CallConfig is the exception — same type used at every level, with no Chip* / unprefixed split (see task-flow.md for details). The unified Worker(level=N) factory already routes to the correct backend. When new level-specific types are added (e.g. ChipCallable), each concept should follow the same pattern: a Chip* concrete type for L2, a prefix-less concrete type for L3+, and optionally a factory function that routes by level.

Execution Flow

1. Python Setup Phase

Python test_*.py (SceneTestCase)
  │
  ├─→ RuntimeBuilder(platform).get_binaries(runtime_name) → host.so, aicpu.so, aicore.o
  ├─→ KernelCompiler(platform).compile_incore(source, core_type) → kernel .o/.so
  ├─→ KernelCompiler(platform).compile_orchestration(runtime, source) → orch .so
  │
  └─→ ChipWorker()
       └─→ init(device_id, bins)                          # Python wrapper
            ├─→ ctypes.CDLL(libsimpler_log.so, RTLD_GLOBAL)   # once per process
            ├─→ simpler_log_init(log_level, log_info_v) → HostLogger seeded
            ├─→ ctypes.CDLL(libcpu_sim_context.so, RTLD_GLOBAL)  # sim only, once
            └─→ _ChipWorker.init(host_path, aicpu_path, aicore_path, device_id)  # C++
                 ├─→ dlopen(host.so, RTLD_LOCAL) → resolve C API symbols via dlsym
                 ├─→ create_device_context() → DeviceContextHandle
                 └─→ simpler_init(ctx, device_id, aicpu*, aicpu_size, aicore*, aicore_size)
                      ├─→ (onboard) dlog_setlevel(HostLogger.level())   # before context open
                      ├─→ DeviceRunner::attach_current_thread(device_id)
                      │    ├─→ rtSetDevice(device_id) on onboard
                      │    └─→ pto_cpu_sim_bind+acquire on sim
                      └─→ DeviceRunner::set_executors(aicpu, aicore)

2. Initialization Phase

The thread that called init() is now attached to device_id. Streams are created lazily on the first run() call (prepare_run_context).
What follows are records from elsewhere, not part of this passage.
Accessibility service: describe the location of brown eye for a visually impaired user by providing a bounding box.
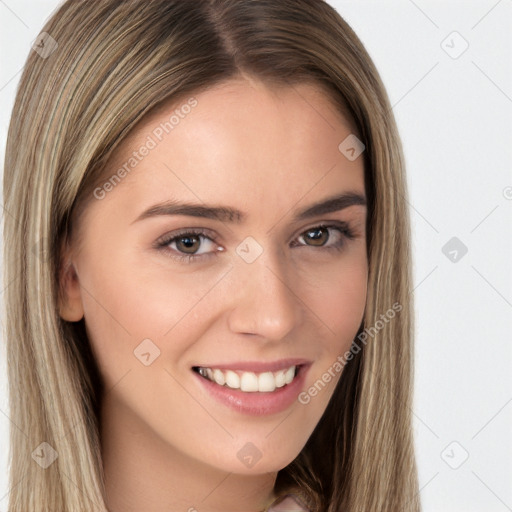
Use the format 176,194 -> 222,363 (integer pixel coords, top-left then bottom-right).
176,235 -> 201,254
303,227 -> 329,246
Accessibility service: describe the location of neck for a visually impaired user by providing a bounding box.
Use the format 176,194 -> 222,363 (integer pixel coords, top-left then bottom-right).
101,396 -> 277,512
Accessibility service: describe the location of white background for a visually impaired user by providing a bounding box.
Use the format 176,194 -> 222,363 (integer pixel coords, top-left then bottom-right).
0,0 -> 512,512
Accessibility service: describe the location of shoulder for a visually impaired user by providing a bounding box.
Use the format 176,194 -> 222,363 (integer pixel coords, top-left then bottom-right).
266,493 -> 310,512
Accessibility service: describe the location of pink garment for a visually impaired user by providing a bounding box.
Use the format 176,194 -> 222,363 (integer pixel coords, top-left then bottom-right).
267,494 -> 310,512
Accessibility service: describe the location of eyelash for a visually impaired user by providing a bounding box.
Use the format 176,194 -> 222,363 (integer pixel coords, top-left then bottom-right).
155,222 -> 356,263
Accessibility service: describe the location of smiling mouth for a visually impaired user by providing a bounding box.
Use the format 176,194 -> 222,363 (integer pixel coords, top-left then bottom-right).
192,365 -> 303,393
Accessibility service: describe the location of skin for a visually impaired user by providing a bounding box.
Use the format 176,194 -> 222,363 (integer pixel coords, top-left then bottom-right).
60,76 -> 368,512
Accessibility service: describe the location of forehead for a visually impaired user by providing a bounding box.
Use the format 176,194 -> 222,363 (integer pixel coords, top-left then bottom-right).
94,79 -> 364,222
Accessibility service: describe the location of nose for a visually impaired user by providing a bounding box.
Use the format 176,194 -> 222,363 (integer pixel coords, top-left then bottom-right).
229,252 -> 303,341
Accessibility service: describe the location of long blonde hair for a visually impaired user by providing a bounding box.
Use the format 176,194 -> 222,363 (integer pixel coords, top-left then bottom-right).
3,0 -> 420,512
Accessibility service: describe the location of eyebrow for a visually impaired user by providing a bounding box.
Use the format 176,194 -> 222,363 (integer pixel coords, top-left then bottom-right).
131,192 -> 367,224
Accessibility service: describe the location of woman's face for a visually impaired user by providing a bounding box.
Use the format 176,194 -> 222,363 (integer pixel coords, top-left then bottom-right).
61,76 -> 368,474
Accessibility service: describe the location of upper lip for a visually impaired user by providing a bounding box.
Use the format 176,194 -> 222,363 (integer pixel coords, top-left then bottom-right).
194,358 -> 311,373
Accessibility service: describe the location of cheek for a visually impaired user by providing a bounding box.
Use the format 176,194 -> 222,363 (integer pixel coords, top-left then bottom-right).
304,258 -> 368,349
Subsequent device-ops (malloc, copy_to, copy_from, free) reuse that per-thread binding — they must be called from the same thread that called init().

3. Execution Phase

worker.run(callable, args, CallConfig(block_dim, aicpu_thread_num))
  │
  └─→ run_runtime(ctx, runtime, callable, args, ...)
       │
       ├─→ Upload the entire ChipCallable buffer (upload_chip_callable_buffer)
       │      then fill func_id_to_addr_[fid] = chip_dev + storage_offset + child_offset(i)
       ├─→ Allocate device tensors via MemoryAllocator
       ├─→ Copy input data to device
       ├─→ Build task graph with dependencies
       │
       ├─→ Copy Runtime to device memory
       │
       ├─→ LaunchAiCpuKernel (main scheduler kernel)
       │    └─→ Execute on AICPU: Task scheduler loop
       │         ├─→ Find initially ready tasks
       │         ├─→ Loop: dispatch tasks, wait for completion
       │         └─→ Continue until all tasks done
       │
       ├─→ LaunchAicoreKernel
       │    └─→ Execute on AICore cores: Task workers
       │         ├─→ Wait for task assignment
       │         ├─→ Execute kernel
       │         └─→ Signal completion, repeat
       │
       ├─→ rtStreamSynchronize (wait for completion)
       │
       ├─→ Copy results from device to host
       └─→ Clean up device tensors and runtime

4. Finalization Phase

worker.finalize()
  │
  └─→ finalize_device(ctx)
       ├─→ Release device resources
       └─→ destroy_device_context(ctx)

Handshake Protocol

AICPU and AICore cores coordinate via handshake buffers (one per core):

struct Handshake {
    volatile uint32_t aicpu_ready;   // AICPU→AICore: scheduler ready
    volatile uint32_t aicore_done;   // AICore→AICPU: core ready
    volatile uint64_t task;          // AICPU→AICore: task pointer (init only; runtime uses DATA_MAIN_BASE)
};

Flow:

  1. AICPU finds a ready task
  2. AICPU writes task pointer to handshake buffer and signals via DATA_MAIN_BASE register
  3. AICore polls DATA_MAIN_BASE, reads the task, executes
  4. AICore writes FIN to COND; AICPU observes completion
  5. AICPU reads result and continues

Platform Backends

Two backends under src/{arch}/platform/: onboard/ (real Ascend hardware) and sim/ (thread-based host simulation, no SDK required).

See per-arch platform docs: a2a3, a5.